- Theatrical release poster
- Directed by: Clive Donner
- Screenplay by: Stan Burns David Axelrod
- Story by: Jerry Sherlock
- Produced by: Jerry Sherlock
- Starring: Peter Ustinov Lee Grant Brian Keith Roddy McDowall Rachel Roberts Michelle Pfeiffer Richard Hatch Angie Dickinson
- Cinematography: Paul Lohmann
- Edited by: Walt Hannemann Phil Tucker
- Music by: Patrick Williams
- Production company: Jerry Sherlock Productions
- Distributed by: American Cinema Productions (United States and Canada) United Artists (International)
- Release date: February 13, 1981;
- Running time: 97 minutes
- Country: United States
- Language: English
- Box office: $1.5 million

= Charlie Chan and the Curse of the Dragon Queen =

1981 film directed by Clive Donner

Charlie Chan and the Curse of the Dragon Queen is a 1981 comedy–mystery film directed by Clive Donner that stars Peter Ustinov, Angie Dickinson and Lee Grant. It is the last film to date to feature the titular character.

==Plot==
Retired detective Charlie Chan is asked for his help by the San Francisco police to solve a new series of murders. This time his usual sidekick, "Number One Son" Lee Chan, has been replaced by Lee's own son, Lee Chan, Jr.

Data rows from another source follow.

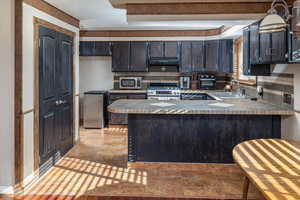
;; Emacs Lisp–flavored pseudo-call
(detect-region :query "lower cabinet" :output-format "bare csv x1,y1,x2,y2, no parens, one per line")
108,93,147,125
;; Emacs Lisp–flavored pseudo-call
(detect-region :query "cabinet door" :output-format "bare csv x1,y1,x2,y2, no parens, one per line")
112,42,130,72
205,40,219,72
79,41,95,56
271,31,287,63
94,41,111,56
150,42,164,58
130,42,148,72
290,34,300,62
243,28,251,75
219,40,233,73
259,33,272,63
250,24,259,64
192,41,205,72
164,42,180,58
180,41,192,72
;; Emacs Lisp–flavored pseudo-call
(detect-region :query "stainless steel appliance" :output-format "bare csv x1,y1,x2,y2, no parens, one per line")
180,76,191,89
198,74,216,90
147,83,180,101
119,77,142,89
83,91,106,128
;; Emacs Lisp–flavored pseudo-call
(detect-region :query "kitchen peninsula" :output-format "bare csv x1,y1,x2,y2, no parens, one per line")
108,94,294,163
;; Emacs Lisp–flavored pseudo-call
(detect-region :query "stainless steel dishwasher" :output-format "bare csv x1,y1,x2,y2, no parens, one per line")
83,91,106,128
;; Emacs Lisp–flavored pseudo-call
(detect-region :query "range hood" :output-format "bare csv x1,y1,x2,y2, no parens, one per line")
149,58,179,66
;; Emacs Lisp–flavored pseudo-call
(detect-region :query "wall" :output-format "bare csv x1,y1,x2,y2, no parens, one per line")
274,64,300,140
0,0,15,193
22,3,79,185
79,56,113,94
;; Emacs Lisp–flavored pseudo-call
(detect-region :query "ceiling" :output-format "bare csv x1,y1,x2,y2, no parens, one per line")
45,0,252,35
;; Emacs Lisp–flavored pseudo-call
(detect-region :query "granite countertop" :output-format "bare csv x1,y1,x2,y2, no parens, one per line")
108,92,294,115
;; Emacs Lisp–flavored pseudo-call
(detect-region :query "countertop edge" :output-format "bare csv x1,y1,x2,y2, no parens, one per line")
108,107,295,116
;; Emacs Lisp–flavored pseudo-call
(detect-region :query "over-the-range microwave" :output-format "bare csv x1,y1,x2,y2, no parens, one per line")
119,77,142,89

The prime suspect in the killings is a shadowy lady known as the Dragon Queen, but soon Chan's suspicions fall elsewhere. Among those at risk are Lee's maternal grandmother, Mrs. Lupowitz. Even though Lee Jr. is (as usual) rarely accurate in reading clues, he has the love and full support of his beautiful fiancée Cordelia Farenington.

==Cast==
- Peter Ustinov as Charlie Chan
- Lee Grant as Mrs. Lupowitz
- Angie Dickinson as The Dragon Queen
- Richard Hatch as Lee Chan, Jr.
- Brian Keith as Police Chief Baxter
- Roddy McDowall as Gillespie
- Rachel Roberts as Mrs. Dangers
- Michelle Pfeiffer as Cordelia Farenington
- Paul Ryan as Masten
- Johnny Sekka as Stefan

==Reception==
===Critical response===
 TV Guide gives Charlie Chan and the Curse of the Dragon Queen 0 out of 5 stars.

Roger Ebert and Gene Siskel loathed the movie, giving it two "no" votes on their public television series Sneak Previews, and later listing it as one of the worst movies of 1981.

Conversely, critic Vincent Canby of The New York Times wrote in his review: "Clive Donner's Charlie Chan and the Curse of the Dragon Queen... is loose-limbed, immensely good-natured entertainment that moves easily between parody and slapstick without ever doing damage to the memories of the character who, in the 1950s and 1960s, gained something of a following as a figure of camp."

==Release==
Charlie Chan and the Curse of the Dragon Queen was released in theatres on February 13, 1981, by American Cinema Productions.

==Home media==
The film was released on DVD on September 7, 2004, by Trinity Home Entertainment.